Sometimes there are features that you can turn that will make SQL Server do a better job with your workload. If you aren't using trace flag 4199 you could test this query with it. Trace flag 4199 is a collection of query optimization fixes that Microsoft has done over the years. It is on my default in SQL Server 2016. Trace flag 2301 is a bit less straightforward. It makes some changes to the optimizer around join cardinality estimate and in a rough sense you can say that the optimizer works harder to find a better plan. It is riskier and not nearly as common as trace flag 4199. Might not be practical but worth mentioning that each new version of SQL Server makes changes to improve query performance. In SQL Server 2014 there is a new cardinality estimator model which works better for some workloads.

For your particular query, I also want to note that it's easy to misread the single row estimate that you're seeing. The estimated number of rows that you see on the inner side of the nested loop is the number of rows returned per iteration of the loop. Seeing one row estimated from a nested loop seek is common and often not a sign of a problem.

However, the cardinality estimate for the outer part of the query is a bit off (36269 actual rows versus 6976 rows). It's perfectly natural to see a high number of logical reads with a nested loop and to suspect that part of the query is slow and needs to be improved. I find it useful to try to think about what the query optimizer should do instead to get the data that it needs. Would a hash join be better? Merge join? A nested loop with a different index?

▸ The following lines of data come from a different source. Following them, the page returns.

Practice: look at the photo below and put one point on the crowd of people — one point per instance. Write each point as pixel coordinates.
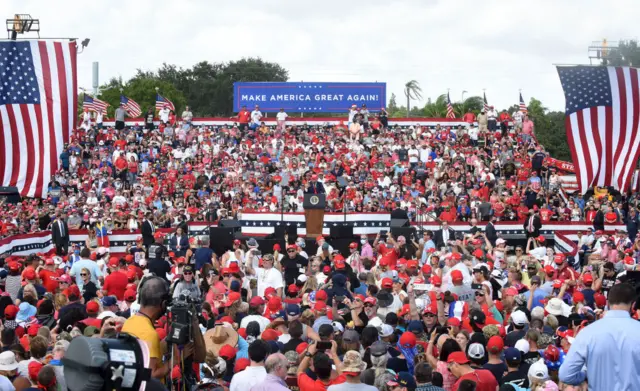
(446, 311)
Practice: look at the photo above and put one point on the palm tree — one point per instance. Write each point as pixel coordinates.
(413, 91)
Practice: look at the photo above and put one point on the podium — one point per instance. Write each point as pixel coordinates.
(314, 205)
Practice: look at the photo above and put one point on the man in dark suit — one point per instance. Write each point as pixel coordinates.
(148, 229)
(315, 187)
(490, 231)
(179, 243)
(532, 225)
(60, 234)
(401, 214)
(444, 235)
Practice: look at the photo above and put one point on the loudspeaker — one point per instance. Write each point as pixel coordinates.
(280, 230)
(10, 194)
(235, 224)
(395, 223)
(341, 231)
(407, 232)
(221, 239)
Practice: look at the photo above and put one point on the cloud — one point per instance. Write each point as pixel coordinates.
(459, 45)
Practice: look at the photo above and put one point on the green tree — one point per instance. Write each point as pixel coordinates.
(412, 91)
(626, 54)
(473, 103)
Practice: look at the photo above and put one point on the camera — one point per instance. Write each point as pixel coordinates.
(181, 313)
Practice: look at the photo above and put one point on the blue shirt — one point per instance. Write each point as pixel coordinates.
(610, 349)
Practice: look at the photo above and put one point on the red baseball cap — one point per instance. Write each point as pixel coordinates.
(130, 295)
(29, 274)
(322, 295)
(495, 344)
(458, 358)
(93, 307)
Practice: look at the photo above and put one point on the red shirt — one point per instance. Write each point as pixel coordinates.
(485, 381)
(243, 117)
(115, 284)
(49, 280)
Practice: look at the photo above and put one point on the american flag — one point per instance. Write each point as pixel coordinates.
(94, 104)
(602, 115)
(38, 95)
(523, 106)
(161, 101)
(450, 113)
(130, 105)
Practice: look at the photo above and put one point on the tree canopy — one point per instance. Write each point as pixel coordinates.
(206, 87)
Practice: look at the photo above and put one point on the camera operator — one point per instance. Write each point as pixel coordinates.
(187, 283)
(154, 296)
(157, 257)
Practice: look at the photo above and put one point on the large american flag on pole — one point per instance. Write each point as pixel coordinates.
(450, 113)
(161, 101)
(131, 106)
(94, 104)
(602, 116)
(38, 95)
(523, 106)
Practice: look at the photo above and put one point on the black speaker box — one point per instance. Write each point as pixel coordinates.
(341, 231)
(221, 239)
(407, 232)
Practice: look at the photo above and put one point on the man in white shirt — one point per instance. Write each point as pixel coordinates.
(281, 117)
(255, 372)
(164, 114)
(256, 117)
(267, 276)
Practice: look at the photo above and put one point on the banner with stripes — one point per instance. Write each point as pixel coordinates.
(262, 224)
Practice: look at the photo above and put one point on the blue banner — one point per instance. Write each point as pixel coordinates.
(309, 97)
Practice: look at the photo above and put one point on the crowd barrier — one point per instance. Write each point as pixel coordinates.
(259, 225)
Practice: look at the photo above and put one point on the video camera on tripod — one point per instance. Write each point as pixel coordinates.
(181, 313)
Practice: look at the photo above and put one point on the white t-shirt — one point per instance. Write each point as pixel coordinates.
(256, 116)
(268, 278)
(262, 321)
(243, 381)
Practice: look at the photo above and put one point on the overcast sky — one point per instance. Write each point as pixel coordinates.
(498, 45)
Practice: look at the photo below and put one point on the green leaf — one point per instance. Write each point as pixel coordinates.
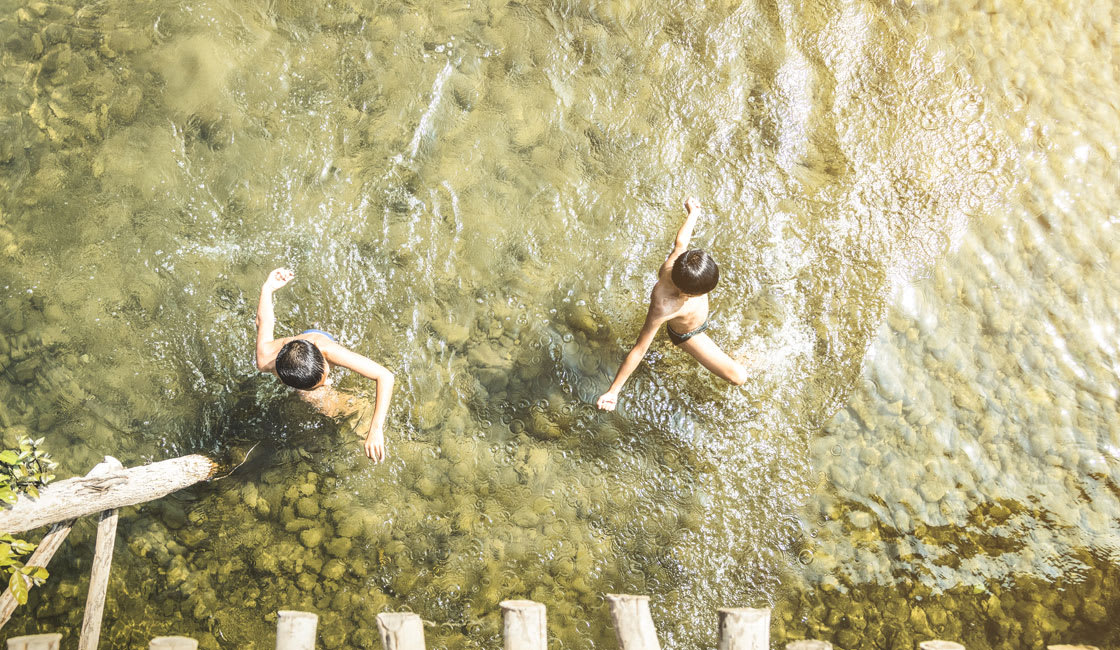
(18, 587)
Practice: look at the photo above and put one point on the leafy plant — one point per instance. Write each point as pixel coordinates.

I don't have the full picture but the nested loop joins that you called out don't look that bad to me. I don't see any key lookups and one of the indexes is covering. One way to move forward is to materialize all of the results of the query up until that point. Gather statistics on the temp table. Then look at a query plan for the adjusted query and see how long it takes to run. If the query plan changes for the better then you have a useful clue on how to make it run faster. If it doesn't change then you can at least get a more precise measurement of what you think the slow part is. Good luck!